Eu, por exemplo, evito falar que meu filho é resultado de um duplo fracasso.

O primeiro fracasso, como não poderia deixar de ser, foi o meu casamento. Cinco meses de noivado, um ano de matrimônio e uma vida inteira para lembrar do divórcio.

O segundo fracasso começou no Chile, seis meses depois da separação, na adega que originou a garrafa de vinho, que viajou até o Rio de Janeiro e, junto com algumas doses de tequila, uma ex-esposa carente e uma ligação no meio da noite, venceu o bom senso que mantinha minhas calças no lugar certo.

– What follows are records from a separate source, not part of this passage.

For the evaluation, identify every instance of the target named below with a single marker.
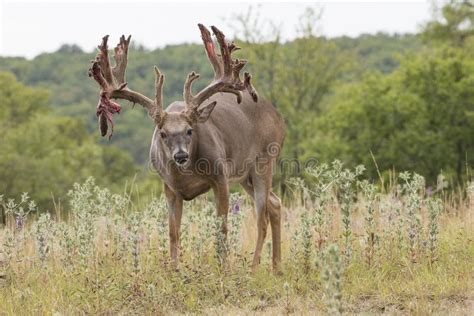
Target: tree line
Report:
(390, 102)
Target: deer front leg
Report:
(175, 210)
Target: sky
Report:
(31, 27)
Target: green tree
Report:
(45, 154)
(453, 24)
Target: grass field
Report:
(347, 248)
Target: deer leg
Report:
(274, 213)
(221, 194)
(275, 222)
(261, 192)
(175, 210)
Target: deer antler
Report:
(113, 85)
(226, 72)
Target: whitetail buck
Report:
(232, 137)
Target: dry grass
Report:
(124, 268)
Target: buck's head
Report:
(176, 128)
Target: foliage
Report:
(110, 255)
(417, 118)
(46, 154)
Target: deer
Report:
(221, 135)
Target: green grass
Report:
(107, 279)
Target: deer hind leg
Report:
(268, 208)
(175, 211)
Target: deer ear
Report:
(204, 113)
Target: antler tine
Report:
(120, 57)
(113, 86)
(249, 87)
(159, 80)
(226, 72)
(187, 94)
(103, 59)
(211, 53)
(225, 51)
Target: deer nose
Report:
(181, 157)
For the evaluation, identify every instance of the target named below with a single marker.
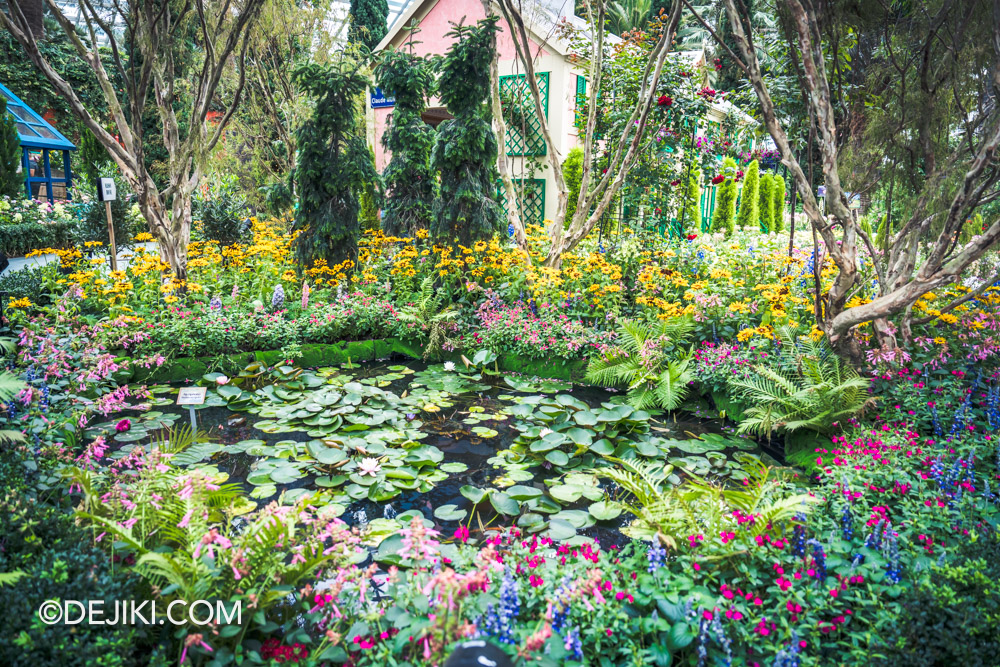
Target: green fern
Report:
(641, 362)
(814, 391)
(701, 507)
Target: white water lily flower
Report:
(369, 466)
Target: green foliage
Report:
(91, 156)
(11, 182)
(409, 180)
(956, 599)
(368, 22)
(466, 148)
(692, 202)
(724, 218)
(749, 204)
(765, 203)
(808, 388)
(334, 164)
(59, 562)
(223, 212)
(431, 315)
(573, 174)
(778, 203)
(701, 507)
(649, 361)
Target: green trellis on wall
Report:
(531, 192)
(524, 129)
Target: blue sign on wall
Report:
(380, 100)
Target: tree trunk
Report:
(33, 11)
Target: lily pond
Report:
(469, 447)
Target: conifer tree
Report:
(778, 203)
(466, 149)
(409, 180)
(749, 205)
(368, 22)
(334, 164)
(765, 203)
(11, 182)
(692, 203)
(724, 218)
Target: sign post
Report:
(192, 396)
(106, 192)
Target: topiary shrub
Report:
(724, 218)
(465, 154)
(409, 180)
(749, 214)
(778, 203)
(765, 203)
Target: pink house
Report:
(559, 80)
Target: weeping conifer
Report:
(466, 149)
(334, 164)
(409, 179)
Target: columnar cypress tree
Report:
(724, 218)
(778, 202)
(11, 182)
(368, 22)
(765, 203)
(749, 205)
(409, 180)
(333, 164)
(466, 149)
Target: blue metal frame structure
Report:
(38, 141)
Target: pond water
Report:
(379, 441)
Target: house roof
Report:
(33, 130)
(540, 17)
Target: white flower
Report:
(368, 466)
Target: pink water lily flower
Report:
(369, 466)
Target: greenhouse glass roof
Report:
(33, 130)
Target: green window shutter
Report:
(524, 129)
(532, 195)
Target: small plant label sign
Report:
(191, 395)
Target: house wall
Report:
(435, 22)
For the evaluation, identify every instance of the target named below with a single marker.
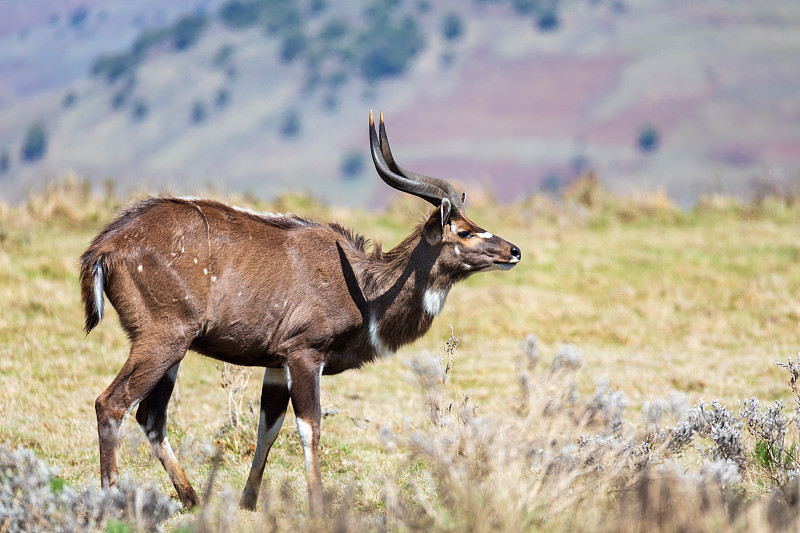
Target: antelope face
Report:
(466, 247)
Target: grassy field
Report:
(632, 302)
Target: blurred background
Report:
(509, 97)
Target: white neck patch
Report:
(377, 344)
(433, 301)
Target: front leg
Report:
(304, 375)
(274, 400)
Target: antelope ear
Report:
(433, 231)
(444, 209)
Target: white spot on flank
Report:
(433, 301)
(377, 344)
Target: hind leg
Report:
(147, 364)
(274, 400)
(152, 417)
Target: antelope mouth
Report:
(505, 265)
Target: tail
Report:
(93, 275)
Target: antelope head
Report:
(463, 247)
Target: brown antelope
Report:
(297, 297)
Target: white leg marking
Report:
(377, 344)
(433, 301)
(276, 376)
(306, 436)
(266, 437)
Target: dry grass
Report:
(659, 301)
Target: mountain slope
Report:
(502, 105)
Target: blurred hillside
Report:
(507, 96)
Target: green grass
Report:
(658, 300)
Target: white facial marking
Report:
(306, 436)
(433, 301)
(377, 344)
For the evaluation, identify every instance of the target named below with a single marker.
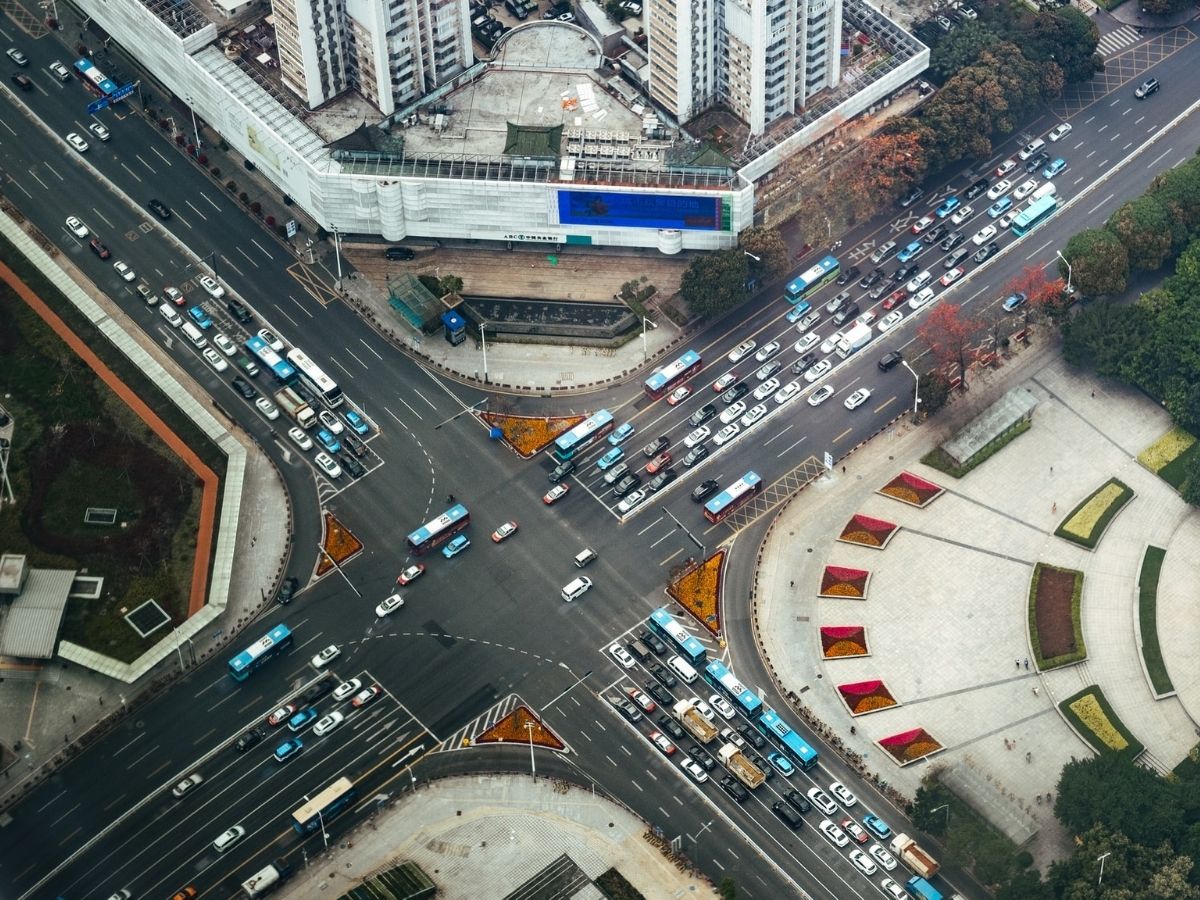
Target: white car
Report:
(857, 399)
(1025, 190)
(983, 235)
(1000, 189)
(328, 724)
(214, 359)
(325, 657)
(622, 655)
(817, 371)
(726, 435)
(390, 605)
(808, 342)
(328, 465)
(891, 321)
(225, 345)
(331, 421)
(741, 351)
(766, 389)
(210, 287)
(299, 438)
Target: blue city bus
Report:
(582, 436)
(439, 531)
(265, 648)
(684, 643)
(672, 373)
(785, 735)
(718, 675)
(811, 280)
(264, 353)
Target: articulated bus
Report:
(681, 640)
(441, 529)
(263, 352)
(718, 675)
(733, 497)
(265, 648)
(785, 735)
(672, 373)
(316, 381)
(582, 436)
(324, 807)
(813, 280)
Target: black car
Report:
(702, 415)
(736, 393)
(977, 189)
(849, 275)
(249, 739)
(952, 241)
(239, 312)
(657, 447)
(287, 591)
(244, 388)
(984, 253)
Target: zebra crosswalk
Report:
(1117, 40)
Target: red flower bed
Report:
(843, 641)
(912, 490)
(868, 532)
(910, 745)
(865, 696)
(839, 581)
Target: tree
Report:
(1099, 262)
(948, 335)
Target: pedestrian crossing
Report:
(1117, 40)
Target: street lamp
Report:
(916, 390)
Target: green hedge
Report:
(1085, 731)
(1091, 540)
(940, 460)
(1147, 617)
(1075, 621)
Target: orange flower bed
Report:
(529, 435)
(868, 532)
(912, 490)
(340, 544)
(699, 592)
(843, 641)
(838, 582)
(514, 729)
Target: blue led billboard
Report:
(610, 209)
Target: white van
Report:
(193, 334)
(682, 669)
(577, 588)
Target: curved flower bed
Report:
(514, 729)
(699, 592)
(840, 582)
(909, 747)
(840, 641)
(339, 543)
(1086, 523)
(862, 697)
(528, 435)
(912, 490)
(868, 532)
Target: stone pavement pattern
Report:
(497, 831)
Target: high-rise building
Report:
(763, 59)
(390, 51)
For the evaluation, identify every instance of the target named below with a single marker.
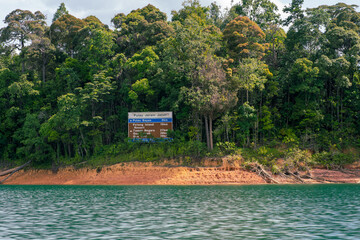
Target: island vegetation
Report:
(236, 81)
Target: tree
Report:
(295, 12)
(209, 94)
(19, 29)
(140, 28)
(41, 49)
(61, 11)
(262, 12)
(192, 9)
(64, 33)
(244, 39)
(251, 73)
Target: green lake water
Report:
(180, 212)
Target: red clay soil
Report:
(136, 173)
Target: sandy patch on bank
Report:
(138, 173)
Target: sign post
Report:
(146, 126)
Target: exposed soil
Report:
(170, 173)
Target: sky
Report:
(105, 10)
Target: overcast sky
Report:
(105, 10)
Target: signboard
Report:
(149, 125)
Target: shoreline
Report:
(140, 173)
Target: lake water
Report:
(180, 212)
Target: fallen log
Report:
(262, 173)
(296, 177)
(14, 170)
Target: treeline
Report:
(231, 77)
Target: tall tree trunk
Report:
(210, 133)
(207, 132)
(44, 70)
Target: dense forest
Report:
(234, 79)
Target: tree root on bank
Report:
(12, 171)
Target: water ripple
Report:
(180, 212)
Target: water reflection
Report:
(180, 212)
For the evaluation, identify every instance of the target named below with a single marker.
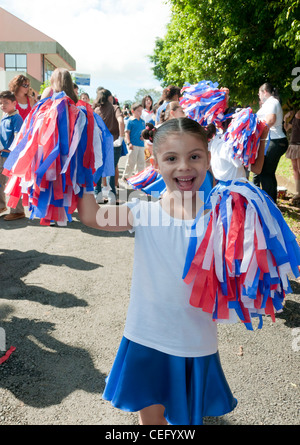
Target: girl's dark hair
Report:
(165, 114)
(210, 131)
(270, 89)
(144, 101)
(8, 95)
(173, 126)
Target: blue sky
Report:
(109, 39)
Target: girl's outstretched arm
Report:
(110, 218)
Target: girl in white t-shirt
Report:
(226, 168)
(271, 113)
(167, 366)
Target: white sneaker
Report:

Não me entendam mal. Meu guri é o máximo. Ele tem cinco anos e eu adoro ficar os fins de semana em sua companhia. Já pensei até mesmo em passarmos mais tempo juntos, mas achei por bem adiar a idéia. Afinal, mesmo uma criança rapidamente notaria que não sou como os outros pais. Eles que ainda perseguem o “sonho classe média” e fingem saber como fazer amigos e influenciar pessoas.

Vou esperar o garoto ficar um pouco mais velho. Então ficará mais fácil explicar que o mundo não é esse que tentam vender na televisão. Tudo bem que Papai Noel ele já desmascarou, mas outras ilusões da infância ainda devem ser preservadas.